Deuxième chambre civile, 24 septembre 2020 — 19-20.836

Rejet Cour de cassation — Deuxième chambre civile

Texte intégral

CIV. 2

CH.B

COUR DE CASSATION ______________________

Audience publique du 24 septembre 2020

Rejet non spécialement motivé

M. PIREYRE, président

Décision n° 10577 F

Pourvoi n° R 19-20.836

R É P U B L I Q U E F R A N Ç A I S E

_________________________

AU NOM DU PEUPLE FRANÇAIS _________________________

DÉCISION DE LA COUR DE CASSATION, DEUXIÈME CHAMBRE CIVILE, DU 24 SEPTEMBRE 2020

La Caisse nationale d'assurance vieillesse, dont le siège est [...] , a formé le pourvoi n° R 19-20.836 contre l'arrêt rendu le 6 juin 2019 par la cour d'appel de Versailles (5e chambre), dans le litige l'opposant à M. L... M..., domicilié [...] , défendeur à la cassation.

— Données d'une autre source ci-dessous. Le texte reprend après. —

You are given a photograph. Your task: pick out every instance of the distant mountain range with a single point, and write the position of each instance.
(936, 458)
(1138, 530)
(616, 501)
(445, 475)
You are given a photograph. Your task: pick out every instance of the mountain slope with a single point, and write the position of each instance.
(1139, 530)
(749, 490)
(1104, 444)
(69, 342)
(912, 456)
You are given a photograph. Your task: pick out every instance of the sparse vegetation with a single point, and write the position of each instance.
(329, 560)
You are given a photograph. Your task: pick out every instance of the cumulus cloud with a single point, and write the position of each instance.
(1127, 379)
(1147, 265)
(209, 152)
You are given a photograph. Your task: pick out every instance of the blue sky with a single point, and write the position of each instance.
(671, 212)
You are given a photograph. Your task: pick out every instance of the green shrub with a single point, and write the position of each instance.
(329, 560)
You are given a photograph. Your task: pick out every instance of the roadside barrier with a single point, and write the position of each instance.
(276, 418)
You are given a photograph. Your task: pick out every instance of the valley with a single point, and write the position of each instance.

Le dossier a été communiqué au procureur général.

Sur le rapport de Mme Vieillard, conseiller, les observations écrites de la SCP Gatineau, Fattaccini et Rebeyrol, avocat de la Caisse nationale d'assurance vieillesse, de la SCP Rocheteau et Uzan-Sarano, avocat de M. M..., après débats en l'audience publique du 10 juin 2020 où étaient présents M. Pireyre, président, Mme Vieillard, conseiller rapporteur, M. Prétot, conseiller doyen, et Mme Pontonnier, greffier de chambre,

la deuxième chambre civile de la Cour de cassation, composée des président et conseillers précités, après en avoir délibéré conformément à la loi, a rendu la présente décision.

1. Le moyen de cassation annexé, qui est invoqué à l'encontre de la décision attaquée, n'est manifestement pas de nature à entraîner la cassation.

2. En application de l'article 1014, alinéa 1er, du code de procédure civile, il n'y a donc pas lieu de statuer par une décision spécialement motivée sur ce pourvoi.

EN CONSÉQUENCE, la Cour :

REJETTE le pourvoi ;

Condamne la Caisse nationale d'assurance vieillesse aux dépens ;

En application de l'article 700 du code de procédure civile, rejette la demande formée par la Caisse nationale d'assurance vieillesse de Paris et la condamne à payer à M. M... la somme de 3 000 euros ;

Ainsi décidé par la Cour de cassation, deuxième chambre civile, prononcé et signé par le président et M. Prétot, conseiller doyen, en ayant délibéré, conformément aux dispositions des articles 452 et 1021 du code de procédure civile, en remplacement du conseiller rapporteur empêché, en l'audience publique du vingt-quatre septembre deux mille vingt. MOYEN ANNEXE à la présente décision

Moyen produit par la SCP Gatineau, Fattaccini et Rebeyrol, avocat aux Conseils, pour la Caisse nationale d'assurance vieillesse de Paris.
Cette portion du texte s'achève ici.